I’m fascinated by data lakes, and the analytics they can power. If not done well, you can end up with a data swamp (see http://rjdudley.com/prevent-swampification-in-your-data-lake/). I love what Microsoft is doing with the Azure Data Lake, and the storage, analytics and U-SQL components. I’ve been looking for an excuse to work with it, and I’ve been interested in better ways to analyze website logs. I’m writing these blog posts as I build out the data lake, so they may wander or things may change as I progress. We’ll see how this works out.
First things first–setting up your storage. With a data lake, you have the option of just throwing everything into one heap, but that’s not a great idea. This would leave us trying to do analysis directly against raw data, and having to account for any data quality issue or conversions in our analysis queries. Over time, the format of our raw data may change, adding a layer of complexity to these queries. Natural lakes have different zones (see http://www.lakeaccess.org/ecology/lakeecologyprim9.html) based on temperature/light/nutrient characteristics, so if we’re extending the lake metaphor, data lakes should also have a number of zones.

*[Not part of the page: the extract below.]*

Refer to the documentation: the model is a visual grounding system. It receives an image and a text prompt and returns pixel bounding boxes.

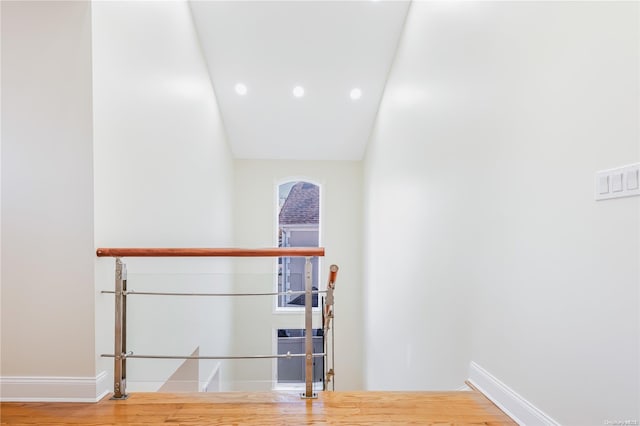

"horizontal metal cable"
[100,290,327,297]
[100,352,326,359]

While traditional data warehouses are designed for ETL (extract, transform, load), data lakes are designed for LET (load, extract, transform). I’ll follow the LET pattern and have a raw “zone” (actually a folder) where we land the log files, use U-SQL for the extraction and transformation, then store the results in a transformed “zone” (again, just a folder). At least that’s the initial idea. Since this project is small scale I can use simple folders, larger data may need a different strategy.

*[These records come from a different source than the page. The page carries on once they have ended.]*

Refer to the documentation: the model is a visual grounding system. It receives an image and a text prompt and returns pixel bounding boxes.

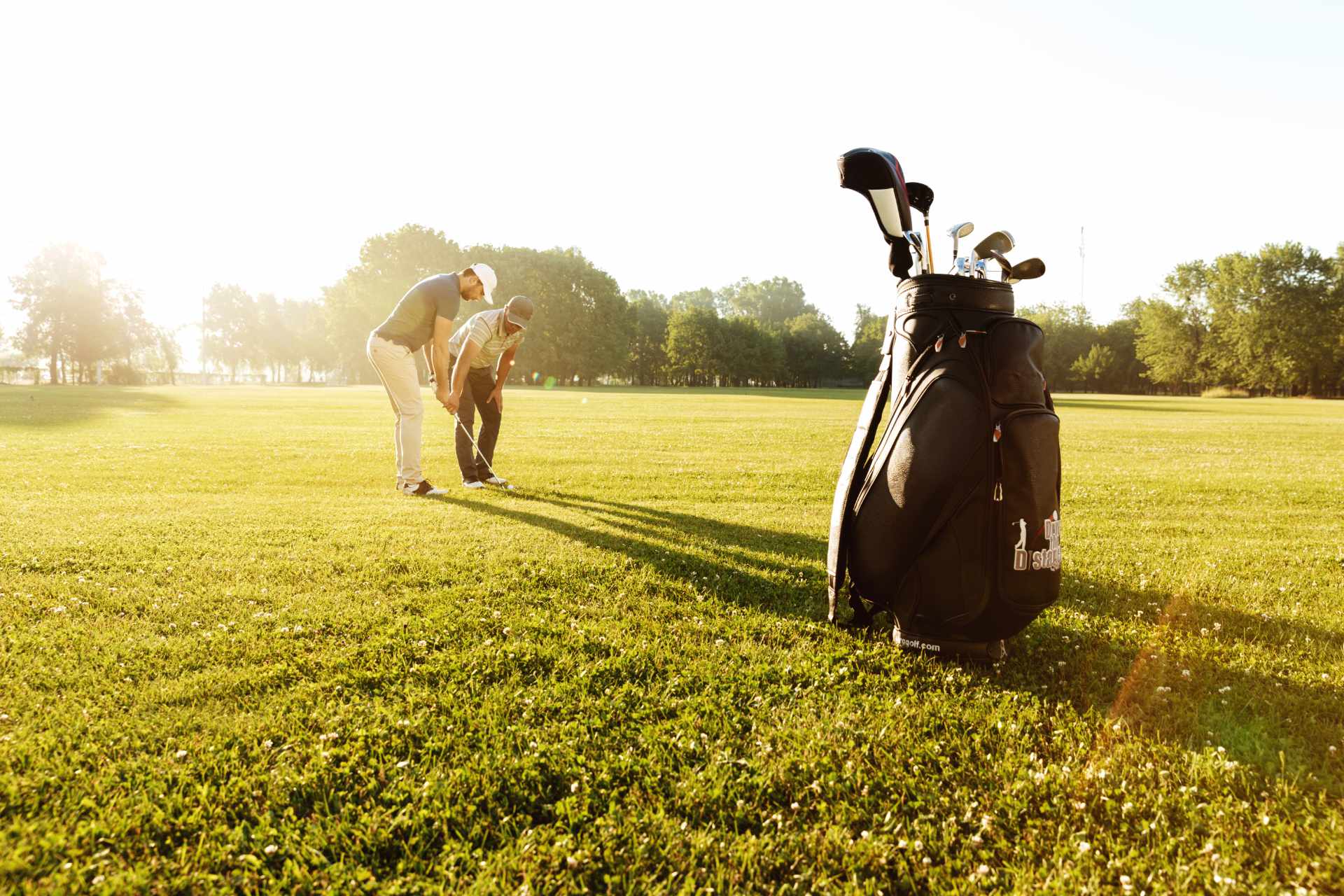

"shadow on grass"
[999,573,1344,794]
[431,491,827,618]
[0,386,181,428]
[1051,395,1217,414]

Another complication is that my host names the files by week-of-year, but no year, so within 52 weeks I would start overwriting files. I have a couple options here–I could prepend a year onto the filename when I load it, or I could load the files into folders named by year. Since this is small and I’m manually uploading files, I’m going with subfolders in the raw zone, named for the year. This may change later as I automate the load process. Fortunately I can rearrange the raw zone with some PowerShell scripts or the Azure Storage Explorer. Again, YMMV, so I highly recommend burning every penny of Azure credits you have until you figure out the best strategy for your needs.
Now that I have my two zones, plus raw subfolders, and the log files for the last few months uploaded it’s time to start the E and T.